Monthly Archives: July 2015

NIGHT SOUNDS

The tree frog is tiny but has superior grasping ability; it can oppose two of its fingers to the other two, resulting in a vise-like grip. -Wikipedia

I am in my studio sitting in front of my computer cursing; there is a particularly virulent form of Adware parked somewhere that is popping up maddeningly everytime I try to use Safari. Expletives spew from my sailor mouth as I had planned on a quiet contemplative writing session backed with a little Googling research. Now I am on hold as I have dialed Apple Support and am waiting on my new BFF to help me out.

It is dusk, nightfall is descending, and that’s when it always starts—the incessant loud chirping that has been disturbing my sleep for the last few weeks. I’ve tried shutting the windows in the house but the calls are so loud that I can hear them through the walls. First I had asked my tree-hugging, neighborhood sleuth what kind of bird she thinks it might be but she has no clue. In frustration one day I drive directly to the birdseed store and an astute clerk immediately plays me a recording of the offending sound which turns out not to be a bird at all but a tree frog!  But I digress.

My art studio sits in the middle of my backyard garden, the windows and doors opening out into the yard so that it feels as if one were actually outside. I am sitting here listening to my newly identified tree frog call to his mate as if his life depended upon it when the Apple lady finally comes on the phone. As she asks permission and then magically takes over my computer, I strain to hear what she is saying above the din of this tiny tiny creature sitting on a leaf, a twig, or a blade of grass somewhere in my garden. Finally she asks in exasperation what the infernal racket is in the background. ‘It’s a tree frog’ is my original reply and she is  appropriately dumbfounded.

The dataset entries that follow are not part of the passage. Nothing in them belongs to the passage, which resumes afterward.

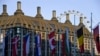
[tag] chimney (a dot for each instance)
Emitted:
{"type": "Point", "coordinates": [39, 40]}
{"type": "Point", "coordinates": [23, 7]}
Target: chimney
{"type": "Point", "coordinates": [18, 5]}
{"type": "Point", "coordinates": [4, 13]}
{"type": "Point", "coordinates": [38, 10]}
{"type": "Point", "coordinates": [81, 19]}
{"type": "Point", "coordinates": [54, 13]}
{"type": "Point", "coordinates": [4, 9]}
{"type": "Point", "coordinates": [67, 16]}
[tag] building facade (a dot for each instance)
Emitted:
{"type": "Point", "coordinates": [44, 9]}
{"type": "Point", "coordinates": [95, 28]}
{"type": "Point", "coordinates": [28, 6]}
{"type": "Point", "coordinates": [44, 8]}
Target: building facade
{"type": "Point", "coordinates": [21, 24]}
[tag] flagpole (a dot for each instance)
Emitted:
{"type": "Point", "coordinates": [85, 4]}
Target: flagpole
{"type": "Point", "coordinates": [91, 37]}
{"type": "Point", "coordinates": [74, 38]}
{"type": "Point", "coordinates": [21, 41]}
{"type": "Point", "coordinates": [46, 38]}
{"type": "Point", "coordinates": [59, 43]}
{"type": "Point", "coordinates": [9, 52]}
{"type": "Point", "coordinates": [33, 42]}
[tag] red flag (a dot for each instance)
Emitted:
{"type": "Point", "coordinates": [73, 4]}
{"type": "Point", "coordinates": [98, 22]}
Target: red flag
{"type": "Point", "coordinates": [96, 37]}
{"type": "Point", "coordinates": [14, 46]}
{"type": "Point", "coordinates": [52, 42]}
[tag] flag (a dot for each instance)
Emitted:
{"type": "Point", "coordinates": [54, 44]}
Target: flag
{"type": "Point", "coordinates": [26, 44]}
{"type": "Point", "coordinates": [63, 45]}
{"type": "Point", "coordinates": [80, 39]}
{"type": "Point", "coordinates": [38, 45]}
{"type": "Point", "coordinates": [7, 35]}
{"type": "Point", "coordinates": [96, 37]}
{"type": "Point", "coordinates": [14, 45]}
{"type": "Point", "coordinates": [52, 43]}
{"type": "Point", "coordinates": [66, 43]}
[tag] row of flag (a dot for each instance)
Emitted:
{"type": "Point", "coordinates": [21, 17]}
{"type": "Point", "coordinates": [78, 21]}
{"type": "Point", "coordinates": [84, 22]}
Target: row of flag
{"type": "Point", "coordinates": [66, 50]}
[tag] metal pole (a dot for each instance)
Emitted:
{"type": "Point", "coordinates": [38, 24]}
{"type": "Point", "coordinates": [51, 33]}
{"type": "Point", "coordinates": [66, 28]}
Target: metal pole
{"type": "Point", "coordinates": [91, 38]}
{"type": "Point", "coordinates": [74, 38]}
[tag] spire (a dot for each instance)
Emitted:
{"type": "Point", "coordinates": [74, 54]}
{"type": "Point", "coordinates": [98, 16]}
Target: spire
{"type": "Point", "coordinates": [19, 11]}
{"type": "Point", "coordinates": [54, 16]}
{"type": "Point", "coordinates": [39, 13]}
{"type": "Point", "coordinates": [4, 10]}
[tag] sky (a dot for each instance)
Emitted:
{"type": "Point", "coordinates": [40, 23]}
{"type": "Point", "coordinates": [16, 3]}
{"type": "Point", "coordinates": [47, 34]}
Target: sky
{"type": "Point", "coordinates": [85, 7]}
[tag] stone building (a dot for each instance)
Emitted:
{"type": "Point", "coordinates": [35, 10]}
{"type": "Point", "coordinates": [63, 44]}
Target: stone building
{"type": "Point", "coordinates": [38, 23]}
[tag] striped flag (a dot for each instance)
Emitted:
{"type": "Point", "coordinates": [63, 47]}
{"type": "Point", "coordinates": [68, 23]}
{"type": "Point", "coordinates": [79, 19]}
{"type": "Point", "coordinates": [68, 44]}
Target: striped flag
{"type": "Point", "coordinates": [38, 45]}
{"type": "Point", "coordinates": [14, 45]}
{"type": "Point", "coordinates": [26, 44]}
{"type": "Point", "coordinates": [52, 43]}
{"type": "Point", "coordinates": [97, 37]}
{"type": "Point", "coordinates": [80, 39]}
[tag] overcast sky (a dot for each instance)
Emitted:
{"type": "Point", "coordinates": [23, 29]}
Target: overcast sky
{"type": "Point", "coordinates": [29, 8]}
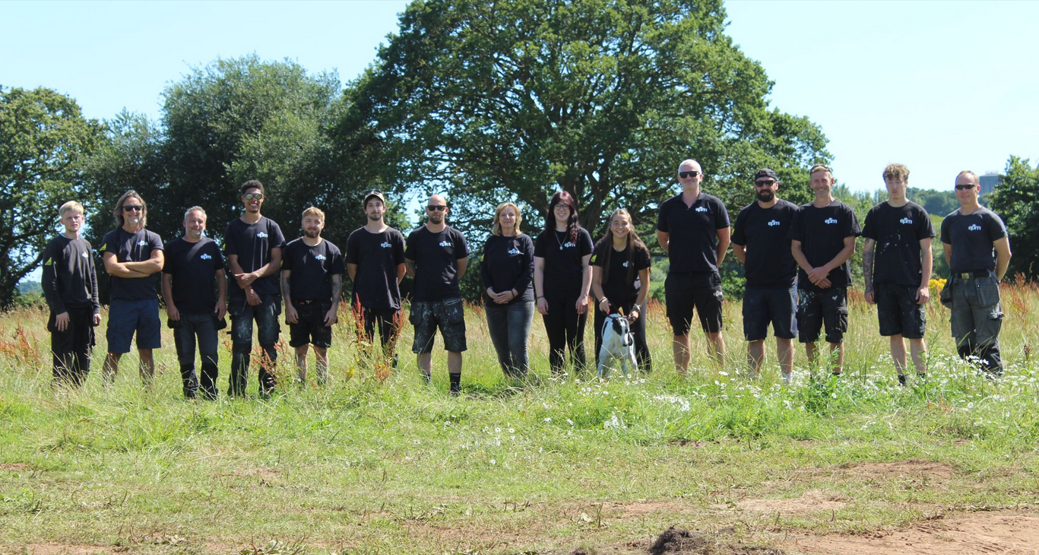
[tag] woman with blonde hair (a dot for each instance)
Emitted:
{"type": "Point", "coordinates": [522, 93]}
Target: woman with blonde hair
{"type": "Point", "coordinates": [506, 271]}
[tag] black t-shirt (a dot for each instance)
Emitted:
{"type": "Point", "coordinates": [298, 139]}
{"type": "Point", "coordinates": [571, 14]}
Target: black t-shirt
{"type": "Point", "coordinates": [252, 243]}
{"type": "Point", "coordinates": [135, 246]}
{"type": "Point", "coordinates": [822, 232]}
{"type": "Point", "coordinates": [312, 269]}
{"type": "Point", "coordinates": [69, 279]}
{"type": "Point", "coordinates": [764, 233]}
{"type": "Point", "coordinates": [377, 256]}
{"type": "Point", "coordinates": [898, 233]}
{"type": "Point", "coordinates": [507, 264]}
{"type": "Point", "coordinates": [692, 232]}
{"type": "Point", "coordinates": [971, 237]}
{"type": "Point", "coordinates": [193, 268]}
{"type": "Point", "coordinates": [620, 284]}
{"type": "Point", "coordinates": [435, 257]}
{"type": "Point", "coordinates": [563, 270]}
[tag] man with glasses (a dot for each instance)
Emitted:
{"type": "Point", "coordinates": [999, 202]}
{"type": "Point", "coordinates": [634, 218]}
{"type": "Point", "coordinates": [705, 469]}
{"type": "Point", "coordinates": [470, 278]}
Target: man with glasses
{"type": "Point", "coordinates": [132, 256]}
{"type": "Point", "coordinates": [375, 264]}
{"type": "Point", "coordinates": [436, 256]}
{"type": "Point", "coordinates": [252, 244]}
{"type": "Point", "coordinates": [693, 229]}
{"type": "Point", "coordinates": [897, 265]}
{"type": "Point", "coordinates": [978, 252]}
{"type": "Point", "coordinates": [195, 290]}
{"type": "Point", "coordinates": [761, 243]}
{"type": "Point", "coordinates": [822, 240]}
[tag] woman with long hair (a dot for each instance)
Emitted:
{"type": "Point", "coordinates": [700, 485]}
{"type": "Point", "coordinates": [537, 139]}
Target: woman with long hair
{"type": "Point", "coordinates": [561, 281]}
{"type": "Point", "coordinates": [506, 271]}
{"type": "Point", "coordinates": [620, 282]}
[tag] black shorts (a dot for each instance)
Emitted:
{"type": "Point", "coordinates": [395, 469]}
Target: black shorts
{"type": "Point", "coordinates": [762, 306]}
{"type": "Point", "coordinates": [818, 307]}
{"type": "Point", "coordinates": [449, 315]}
{"type": "Point", "coordinates": [898, 311]}
{"type": "Point", "coordinates": [684, 291]}
{"type": "Point", "coordinates": [311, 328]}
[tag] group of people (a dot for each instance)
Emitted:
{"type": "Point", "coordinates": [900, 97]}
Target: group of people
{"type": "Point", "coordinates": [796, 265]}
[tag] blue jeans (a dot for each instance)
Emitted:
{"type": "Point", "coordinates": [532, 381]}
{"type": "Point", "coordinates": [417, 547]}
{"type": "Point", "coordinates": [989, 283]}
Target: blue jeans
{"type": "Point", "coordinates": [265, 315]}
{"type": "Point", "coordinates": [509, 326]}
{"type": "Point", "coordinates": [203, 327]}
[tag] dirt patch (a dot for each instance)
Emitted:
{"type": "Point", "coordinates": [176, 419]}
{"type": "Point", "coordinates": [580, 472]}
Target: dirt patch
{"type": "Point", "coordinates": [683, 542]}
{"type": "Point", "coordinates": [813, 501]}
{"type": "Point", "coordinates": [903, 469]}
{"type": "Point", "coordinates": [1008, 534]}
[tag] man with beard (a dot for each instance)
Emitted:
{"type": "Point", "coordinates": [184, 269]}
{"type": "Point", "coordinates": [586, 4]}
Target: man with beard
{"type": "Point", "coordinates": [132, 255]}
{"type": "Point", "coordinates": [252, 244]}
{"type": "Point", "coordinates": [312, 285]}
{"type": "Point", "coordinates": [193, 266]}
{"type": "Point", "coordinates": [375, 263]}
{"type": "Point", "coordinates": [71, 289]}
{"type": "Point", "coordinates": [760, 242]}
{"type": "Point", "coordinates": [436, 256]}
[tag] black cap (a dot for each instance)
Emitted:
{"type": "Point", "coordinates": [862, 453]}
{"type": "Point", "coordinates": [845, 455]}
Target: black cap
{"type": "Point", "coordinates": [766, 173]}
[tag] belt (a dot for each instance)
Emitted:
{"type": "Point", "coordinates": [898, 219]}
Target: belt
{"type": "Point", "coordinates": [974, 273]}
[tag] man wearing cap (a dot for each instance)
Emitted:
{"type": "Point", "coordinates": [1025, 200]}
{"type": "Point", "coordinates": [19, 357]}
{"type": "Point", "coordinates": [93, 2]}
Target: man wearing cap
{"type": "Point", "coordinates": [978, 253]}
{"type": "Point", "coordinates": [822, 240]}
{"type": "Point", "coordinates": [312, 285]}
{"type": "Point", "coordinates": [436, 256]}
{"type": "Point", "coordinates": [897, 265]}
{"type": "Point", "coordinates": [760, 241]}
{"type": "Point", "coordinates": [375, 264]}
{"type": "Point", "coordinates": [693, 229]}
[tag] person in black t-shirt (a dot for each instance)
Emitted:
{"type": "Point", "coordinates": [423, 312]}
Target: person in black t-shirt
{"type": "Point", "coordinates": [506, 271]}
{"type": "Point", "coordinates": [252, 244]}
{"type": "Point", "coordinates": [195, 290]}
{"type": "Point", "coordinates": [132, 255]}
{"type": "Point", "coordinates": [71, 289]}
{"type": "Point", "coordinates": [822, 240]}
{"type": "Point", "coordinates": [693, 230]}
{"type": "Point", "coordinates": [620, 283]}
{"type": "Point", "coordinates": [312, 285]}
{"type": "Point", "coordinates": [375, 263]}
{"type": "Point", "coordinates": [562, 279]}
{"type": "Point", "coordinates": [436, 256]}
{"type": "Point", "coordinates": [760, 242]}
{"type": "Point", "coordinates": [897, 265]}
{"type": "Point", "coordinates": [978, 252]}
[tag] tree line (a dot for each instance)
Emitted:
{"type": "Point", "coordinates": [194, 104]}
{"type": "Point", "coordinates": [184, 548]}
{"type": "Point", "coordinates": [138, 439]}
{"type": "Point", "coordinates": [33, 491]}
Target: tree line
{"type": "Point", "coordinates": [485, 102]}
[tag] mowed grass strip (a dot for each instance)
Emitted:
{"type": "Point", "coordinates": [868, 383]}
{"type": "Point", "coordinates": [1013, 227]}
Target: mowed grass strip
{"type": "Point", "coordinates": [378, 463]}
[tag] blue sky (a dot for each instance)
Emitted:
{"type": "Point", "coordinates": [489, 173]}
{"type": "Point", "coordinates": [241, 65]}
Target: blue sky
{"type": "Point", "coordinates": [940, 86]}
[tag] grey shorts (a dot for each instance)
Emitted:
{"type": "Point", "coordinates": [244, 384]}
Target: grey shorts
{"type": "Point", "coordinates": [448, 315]}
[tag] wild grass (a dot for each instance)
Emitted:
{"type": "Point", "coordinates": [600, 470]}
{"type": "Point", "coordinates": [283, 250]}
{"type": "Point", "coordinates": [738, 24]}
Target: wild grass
{"type": "Point", "coordinates": [379, 463]}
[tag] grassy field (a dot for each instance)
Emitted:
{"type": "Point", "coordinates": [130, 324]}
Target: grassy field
{"type": "Point", "coordinates": [382, 464]}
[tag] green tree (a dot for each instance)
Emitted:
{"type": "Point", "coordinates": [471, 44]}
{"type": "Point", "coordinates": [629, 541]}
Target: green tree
{"type": "Point", "coordinates": [44, 141]}
{"type": "Point", "coordinates": [1014, 201]}
{"type": "Point", "coordinates": [513, 100]}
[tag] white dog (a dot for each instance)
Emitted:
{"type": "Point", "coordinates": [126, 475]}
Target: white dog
{"type": "Point", "coordinates": [617, 343]}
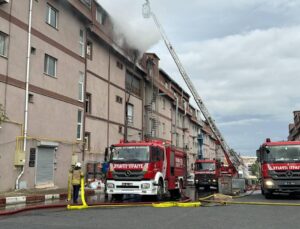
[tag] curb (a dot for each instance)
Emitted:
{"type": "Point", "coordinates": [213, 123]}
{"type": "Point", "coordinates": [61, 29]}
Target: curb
{"type": "Point", "coordinates": [5, 201]}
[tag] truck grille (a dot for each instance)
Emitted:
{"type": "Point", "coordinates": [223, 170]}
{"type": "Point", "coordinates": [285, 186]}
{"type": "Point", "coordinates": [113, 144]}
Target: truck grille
{"type": "Point", "coordinates": [128, 175]}
{"type": "Point", "coordinates": [205, 177]}
{"type": "Point", "coordinates": [127, 187]}
{"type": "Point", "coordinates": [285, 174]}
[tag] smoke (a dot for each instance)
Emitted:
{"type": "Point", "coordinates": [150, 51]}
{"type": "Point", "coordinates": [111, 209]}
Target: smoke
{"type": "Point", "coordinates": [129, 27]}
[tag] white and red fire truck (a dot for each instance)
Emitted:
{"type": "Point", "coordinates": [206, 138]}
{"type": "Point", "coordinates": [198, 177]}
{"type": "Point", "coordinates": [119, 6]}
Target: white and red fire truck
{"type": "Point", "coordinates": [279, 167]}
{"type": "Point", "coordinates": [146, 168]}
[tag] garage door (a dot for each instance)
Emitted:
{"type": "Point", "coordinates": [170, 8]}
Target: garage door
{"type": "Point", "coordinates": [45, 166]}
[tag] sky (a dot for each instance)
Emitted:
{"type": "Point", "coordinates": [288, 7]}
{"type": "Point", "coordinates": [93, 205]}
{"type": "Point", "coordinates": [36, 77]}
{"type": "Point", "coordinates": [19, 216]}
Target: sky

When my yellow lab was alive she was always with me in the studio at night. She’d alternate napping on the couch with stalking the perimeter of the unlit yard for possible critter intruders. As she grew older and lost her hearing she became anxious about me not being in the house with her and my husband after nightfall. Her solution was to sit on the deck of the house and wait, staring at the studio as if she could will me inside with her incredible concentration. Of course her theory panned out everytime as eventually I would turn out the studio lights and walk toward the house and as I approached I could hear her let out a big sigh as she stiffly pulled up her body and turned toward the door, toenails clicking softly on the wooden deck floor.

Now I have a cat— the lab is gone, the husband is gone. The rescue organization where I got this feline made me promise not to let her outside but she does go out onto the screened in porch which looks out directly to my studio; she sits on the wicker chaise and she waits. Just like the dog she worries when I am not safely inside. When I finally make my way toward the house I can hear the thud of her little paws hit the porch floor running as she gets ready for me to open the door and go inside.

Soft, sacred sounds these are and I bow my head to them.  The old dog sighing, the toenails clicking, the tiny little feline paws hitting the ground with a thud, sounds that have been and are so much a part of my everyday living that they do (and still) echo in my brain many years later.

Which brings me back to the chirping tree frog clutching his branch with all his might, calling out to his mate night after night, wondering why she is not with him, why she is not safely inside.